The required courses for the cybersecurity core credits are introduction to cybersecurity, cybercrime and cyberterrorism, cyber ethics and societal impact and Computer Science I. Then there are different courses required for different tracks. For the technical track, students could take courses like hacking and penetration testing, software security engineering and analysis of algorithms. For the policy track, students could take courses like homeland security, terrorism and counter-terrorism and cyberspace law and policy. There will also be an internship program available to students for the major and independent study. 

Bochanski shared how cybersecurity is applied to real world situations and current events. 

“I was watching the Congress interview [of the] director of national intelligence today [who] talked about how there’s a cyberwar going on with Russia,” he said. “How cybersecurity issues leading into the next election — who we pick to be the leaders of this country — if that’s getting swayed by and it is getting swayed by communications online and we’re not sure if those are valid or not, that’s a big deal. So that’s just another way of informing our students and our university about what’s going on out there.” 

He also explained the predictions for how many cybersecurity majors there will be. 

“We’ve been averaging about 30 new computer science majors per year, which is not bad for a brand new program. I would expect numbers close to that. Maybe not the first year, but once we really get rolling here, I think we’re going to see a pretty healthy population of students.” 

Jacob Guevarra, junior computer science major, shared his thoughts on the new computer science-related programs at Rider. 

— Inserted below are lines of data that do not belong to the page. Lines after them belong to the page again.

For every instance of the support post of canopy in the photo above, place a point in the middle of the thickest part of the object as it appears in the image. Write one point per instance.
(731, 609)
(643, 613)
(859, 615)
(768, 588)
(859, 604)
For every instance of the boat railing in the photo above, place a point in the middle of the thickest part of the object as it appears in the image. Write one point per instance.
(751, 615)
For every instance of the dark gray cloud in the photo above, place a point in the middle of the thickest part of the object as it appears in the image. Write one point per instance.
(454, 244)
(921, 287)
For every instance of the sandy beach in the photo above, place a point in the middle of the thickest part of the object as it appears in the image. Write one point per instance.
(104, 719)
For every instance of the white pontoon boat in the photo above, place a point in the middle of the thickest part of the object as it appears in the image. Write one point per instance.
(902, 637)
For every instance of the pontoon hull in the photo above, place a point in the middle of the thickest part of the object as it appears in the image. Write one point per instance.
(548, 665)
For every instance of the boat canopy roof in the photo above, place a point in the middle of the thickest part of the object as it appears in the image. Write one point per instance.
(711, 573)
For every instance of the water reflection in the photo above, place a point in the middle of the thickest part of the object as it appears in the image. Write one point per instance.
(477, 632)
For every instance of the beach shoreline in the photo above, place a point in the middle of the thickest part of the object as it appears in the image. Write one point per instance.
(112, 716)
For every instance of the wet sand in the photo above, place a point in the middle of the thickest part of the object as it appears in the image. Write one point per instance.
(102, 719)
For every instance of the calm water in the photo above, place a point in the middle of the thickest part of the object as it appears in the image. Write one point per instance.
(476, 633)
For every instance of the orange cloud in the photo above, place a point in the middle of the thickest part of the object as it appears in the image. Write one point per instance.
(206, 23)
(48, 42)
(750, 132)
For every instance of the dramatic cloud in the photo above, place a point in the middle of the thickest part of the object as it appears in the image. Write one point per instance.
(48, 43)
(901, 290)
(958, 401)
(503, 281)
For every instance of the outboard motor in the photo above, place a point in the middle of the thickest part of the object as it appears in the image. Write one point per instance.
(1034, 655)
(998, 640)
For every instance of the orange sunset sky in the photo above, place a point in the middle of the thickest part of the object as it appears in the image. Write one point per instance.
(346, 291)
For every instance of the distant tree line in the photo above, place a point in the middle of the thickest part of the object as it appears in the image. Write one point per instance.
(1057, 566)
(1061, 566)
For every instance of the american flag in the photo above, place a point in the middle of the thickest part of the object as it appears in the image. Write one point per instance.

“I think it’s a great thing for Rider, implementing another computer-related program into its system. I was essentially the lab rat of computer science. It was introduced by freshman year and over time it started to become more of an active thing on campus,” Guevarra said. “More freshmen are starting to become majors in computer science. We just implemented a new game media and design major and now they’re implementing another cybersecurity major program here. So it’s nice to see Rider finally opening its doors to the technology field.” 

Guevarra also said that the major would add a lot of diversity in terms of the established science community that Rider’s built over time. He said he is glad to see the “computer science, interactive game and media design and cybersecurity starting to make an up and coming” at Rider. 

“The best part about the whole thing is when the students show up in that fall semester. You’ve just taken this thing that lived in a Google Drive folder for a long time and now there’s 20, 30 students sitting there, ready to do this. That’s the best part,” said Bochanski. “I can’t wait to greet our students next fall.”